Sleepless in Seattle? Ultra-trite. Philadelphia? The opera scene, 'nuff said. In The Line of Fire? It's action- adventure, what screenplay? Dave? Didn't see it, insert your own jape here. The Piano? Hmmm, maybe, but the script was not the film's stongest point. Still, as I look over last year's list of films, no stronger candidate comes to mind. Okay, The Piano it is but I'm not happy about it.
Some better options here...Schindler's List, Remains of the Day, Shortcuts...but the Stanley goes to Sally Potter's cagey adaptation of the rather daunting, in my view, Virginia Woolf novel, Orlando.
I haven't seen a single one of the Oscar-nominated films but that's nothing new, they never seem to gain wide release in the U.S. in time for me to catch them.Two films tied this year for the Perfect World award, the slightly skewed and utterly delightful Strictly Ballroom and Finnish director Aki Kaurasmaki's La Vie de Boheme.
In this, the first year for this new award, we have four nominees: Tom Hanks for his portrayal of an AIDS victim in Philadelphia, Leonardo DiCaprio as a mentally challenged youth in What's Eating Gilbert Grape, Holly Hunter as a mute woman in The Piano and the guy who played the one-armed man in The Fugitive. And the winner is: Leonardo DiCaprio.
Congratulations to this year's winners!
The Coen Brothers are back and their newest film, The Hudsucker Proxy, doesn't disappoint. Having taken a shot at a suspense thriller (Blood Simple), a broad comedy(Raising Arizona), a gangster picture (Miller 's Crossing) and an Old Hollywood morality play (Barton Fink), the boys have now set their sights on Frank Capra/Preston Sturges territory with this Everyman-takes- on-the-corrupt-establishment fable.
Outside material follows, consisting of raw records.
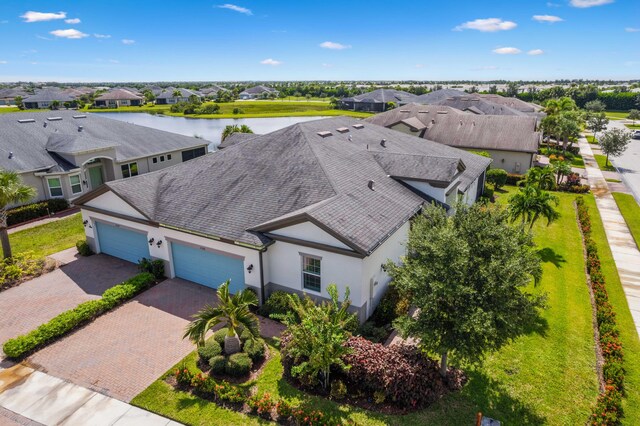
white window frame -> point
(57, 187)
(304, 256)
(71, 184)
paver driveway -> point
(34, 302)
(122, 352)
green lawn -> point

The Hudsucker Proxy concerns Norville Barnes (Tim Robbins in the James Stewart role), a well-intentioned, if a somewhat dim, young man just arrived in Manhattan from the Muncie College of Business Administration. Barnes finds himself in the middle of corrupt corporate shenanigans at the huge conglomerate where he lands an entry-level job. With the Machiavellian Musberger (Paul Newman, clearly enjoying himself) pulling strings, he makes the climb from the mailroom to the president's suite in record time but, alas, something is rotten in New Amsterdam.
Meanwhile, a tough-as-nails reporter (Jennifer Jason Leigh) sets out to expose Barnes as a sham and a fake but finds herself falling for him instead. This is a real showcase role for Leigh and she clearly revels in the opportunity to play in this period piece. Her Miss Archer is one part Hepburn, one part Stanwyk and one part Roz Russell with a little Anne Sothern thrown in for good measure. She's got down pat that mid-Atlantic accent the actresses of yesteryear were required to master and manages to bring some truth to a rather broadly written role.
It has been suggested elsewhere that The Hudsucker Proxy is emotionally distant, that it lacks heart. I don't completely disagree but I do wonder if those reporters have seen the Coens' other works. What these films lack in heart, they more than make up for in smarts and panache. There is no denying that the Coens' films are stylish, even stylized, and knowing that going in, one is not likely to be disappointed by this new offering. It has its share of laughs, is beautiful to look at and is a worthy addition to the Coens' unqiue filmic legacy.